One More Time: Parsing 'Let Detroit Go Bankrupt'

DETROIT -- ( TheStreet) -- A four-year old op-ed piece was No. 1 on The New York Times list of most-viewed articles on Tuesday.

Famously titled "Let Detroit Go Bankrupt," the piece appeared on Nov. 18, 2008. It was a hot topic during Monday's presidential debate, when President Obama argued that had author Mitt Romney's suggestion been followed, "We'd be buying cars from China instead of selling cars to China." When Obama challenged Romney's position, Romney declared: "You can take a look at the op-ed."

Evidently, many people did. Despite all that has been said about Romney's position since it appeared, the essay remains the signature declaration of his position on the auto industry.

That position was first viewed as Darwinian, as "let the auto industry fail." Now, it is being revisited, particularly by Romney himself, who has reminded that he is a "car guy," born in Detroit, son of a onetime AMC executive, and he certainly did not want the U.S. auto to fail. "I love cars, American cars," he wrote in the essay.

Obviously, the suggestion to "Let Detroit Go Bankrupt" is not extreme. In fact, GM ( GM) and Chrysler did go bankrupt. Their bankruptcies saved the U.S. auto industry.

In the essay, Romney knowledgeably analyzes the Detroit Three's problems, including: "The suicidal course of declining market shares, insurmountable labor and retiree burdens, technology atrophy, product inferiority and never-ending job losses." His prescription: "Their huge cost disadvantage in costs relative to foreign brands must be eliminated;" "Management must go;" "New management must work with labor leaders to see that the enmity between labor and management comes to an end;" and "Investments must be made for the future."

All four of these things have, in fact, occurred. At Ford, the process began when Alan Mulally arrived as CEO in 2006. At GM and Chrysler, the work also began before the 2009 bankruptcies, which sped things up.

Still, two sections of "Let Detroit Go Bankrupt" appear, in retrospect, to be mistaken.

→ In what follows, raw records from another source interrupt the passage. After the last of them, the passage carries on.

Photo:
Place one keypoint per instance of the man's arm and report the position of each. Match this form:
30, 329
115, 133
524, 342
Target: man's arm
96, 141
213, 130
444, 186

In the first sentence, Romney wrote: "If General Motors, Ford ( F) and Chrysler get the bailout that their chief executives asked for yesterday, you can kiss the American automotive industry goodbye. It won't go overnight, but its demise will be virtually guaranteed."

The sentence is wrong not only because Ford never sought a bailout but also because bailouts saved GM and Chrysler.

Secondly, while Romney backed "a managed bankruptcy," he expressly did not back the essential concept of government-provided debtor-in-possession financing, offered to GM and Chrysler while they were in bankruptcy. No one else would finance the companies with the U.S. near a depression. Without U.S.-backed DIP financing, these two and many of their U.S. suppliers most likely would not have survived.

Romney's concept was that "the federal government should provide guarantees for post-bankruptcy financing and assure car buyers that their warranties are not at risk.

"In a managed bankruptcy, the federal government would propel newly competitive and viable automakers, rather than seal their fate with a bailout check," he wrote, in his last sentence.

Nearly every expert agrees: Romney's "managed bankruptcy" would not have been enough to save Detroit.